Ce fut à partir de 1803 seulement que, tout en restant indissolublement unie à l’ensemble constitué dès le début, elle commença d’avoir son rôle distinct et sa vie propre, de former une réunion d’artistes sans confusion ni partage avec les hommes de lettres et les savans ; en un mot, de redevenir à peu près, — sauf le nombre limité des membres appelés à la composer et la place faite parmi ceux-ci aux architectes et aux musiciens, — ce qu’avait été, dans les deux siècles précédons, l’Académie royale de peinture et de sculpture. Pour marquer cette analogie ou pour faire ressortir ces différences, il convient d’indiquer en quelques mots les origines et le rôle de la Compagnie que l’Académie des Beaux-Arts devait remplacer, et par là de rattacher l’histoire de celle-ci aux souvenirs de sa devancière.

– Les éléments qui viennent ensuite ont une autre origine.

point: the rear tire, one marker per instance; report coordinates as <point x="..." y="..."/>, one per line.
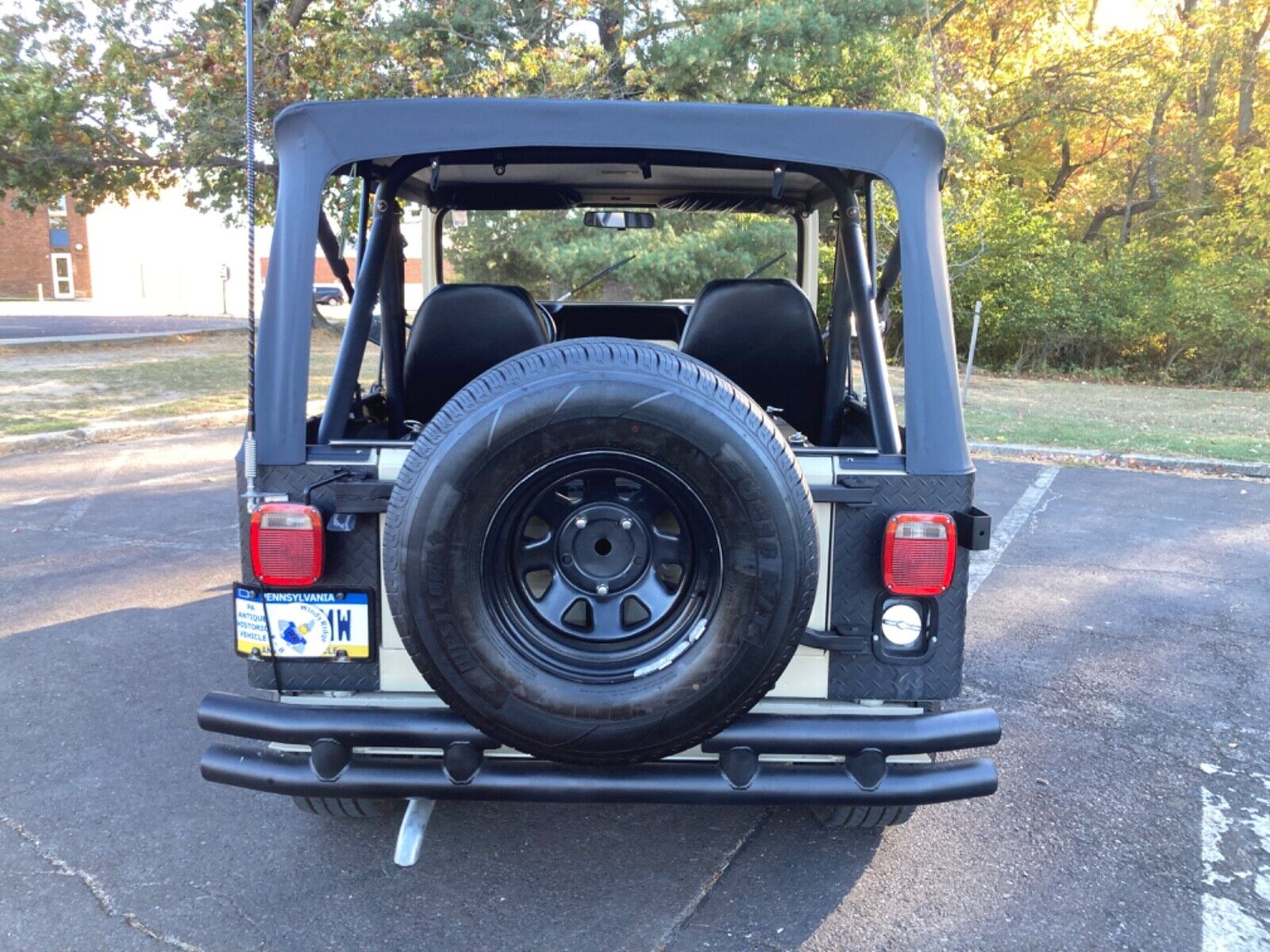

On sait dans quelles circonstances et en vue de quelles réformes l’ancienne Académie royale avait été établie, au temps de la minorité de Louis XIV. Nous nous contenterons de rappeler que, jusqu’à cette époque, c’est-à-dire jusqu’à l’année 1648, rien n’avait encore sensiblement modifié les lois qui régissaient les artistes et les conditions en vertu desquelles ils se trouvaient, comme au temps des Valois, partagés en trois classes. La première, sous le nom de maîtrise, comprenait les maîtres-jurés, simples artisans pour la plupart, — doreurs, marbriers, peintres d’enseignes ou de bâtimens, — auxquels les lettres-patentes successives des rois avaient conféré le droit de monopole sur l’art aussi bien que sur le métier, en même temps qu’elles imposaient à quiconque aspirait à être reçu maître, par conséquent à exercer librement la profession de peintre ou de sculpteur, l’obligation d’un apprentissage dont la durée était fixée, sous la discipline d’un des membres de la communauté : après quoi l’aspirant devait encore, pendant quatre années consécutives, « servir et travailler, » sous cette même discipline, en qualité de « compagnon. »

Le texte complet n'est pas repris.